For $n \geq 1$, let $p_{n}$ be the probability that this random walk experiences its first return to the origin after $2n$ steps. Define the generating function $P(z) = \sum_{n=1}^{\infty}p_{n}z^{n}$.
Then $P$ and $Q$ satisfy the relationship $Q(z) = \frac{1}{1-P(z)}$, equivalently $P(z) = \frac{Q(z)-1}{Q(z)}$.
In Flajolet and Sedgwick's Analytic Combinatorics Example VI.14, they establish that $Q(z)$ is analytic on a $\Delta$-region, which is an indented disc of the form
$$\Delta(\phi, R):=\{z\,:\,|z| < R,\,z\neq 1,\,|\text{arg}(z-1)|>\phi\}$$
for some $R > 1$ and $0 < \phi < \frac{\pi}{2}$. This results from recognizing $Q(z)$ as the Hadamard product $\frac{1}{\sqrt{1-z}} \odot \frac{1}{\sqrt{1-z}}$ (with $\frac{1}{\sqrt{1-z}}$ generating the sequence $\binom{2n}{n}\frac{1}{2^{2n}}$) and using a general theorem.
They claim that $P(z)$ is analytic on a $\Delta$-region as well, which is the source of my confusion.

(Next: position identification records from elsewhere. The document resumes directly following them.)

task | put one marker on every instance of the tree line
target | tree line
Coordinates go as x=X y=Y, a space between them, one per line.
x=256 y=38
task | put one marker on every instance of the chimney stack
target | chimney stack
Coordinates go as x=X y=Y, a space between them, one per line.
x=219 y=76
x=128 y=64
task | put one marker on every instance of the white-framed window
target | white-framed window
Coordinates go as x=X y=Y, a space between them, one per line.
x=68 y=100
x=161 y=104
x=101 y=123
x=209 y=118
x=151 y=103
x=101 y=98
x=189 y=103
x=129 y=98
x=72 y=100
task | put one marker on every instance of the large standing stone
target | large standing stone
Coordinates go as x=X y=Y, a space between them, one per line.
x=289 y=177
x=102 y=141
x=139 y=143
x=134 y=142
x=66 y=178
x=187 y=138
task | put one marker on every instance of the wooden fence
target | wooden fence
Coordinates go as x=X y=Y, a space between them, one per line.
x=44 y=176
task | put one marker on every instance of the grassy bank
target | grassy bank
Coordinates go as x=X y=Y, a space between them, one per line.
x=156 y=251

Their argument goes: if $P(z)$ is not continuable to a $\Delta$-region, then
there would be complex poles arising from zeros of the function $Q$ on the unit disc, and this would entail in $p_{n}$ the presence of terms oscillating around $0$, a fact that contradicts the necessary positivity of probabilities.
It is clear to me that if $Q(z)$ has no zeros on the closed unit disc (excluding $z = 1$), then $P(z)$ can be extended to an analytic function on some $\Delta$-region. But I don't see why the positivity of the coefficients of $P(z)$ enforces this. It is easy to come up with generating functions with strictly positive coefficients which have complex poles: for instance, $F(z) = \frac{1}{(1-z^{3})(1-z)}$ obviously satisfies this.
Why is the reasoning in Flajolet and Sedgwick correct?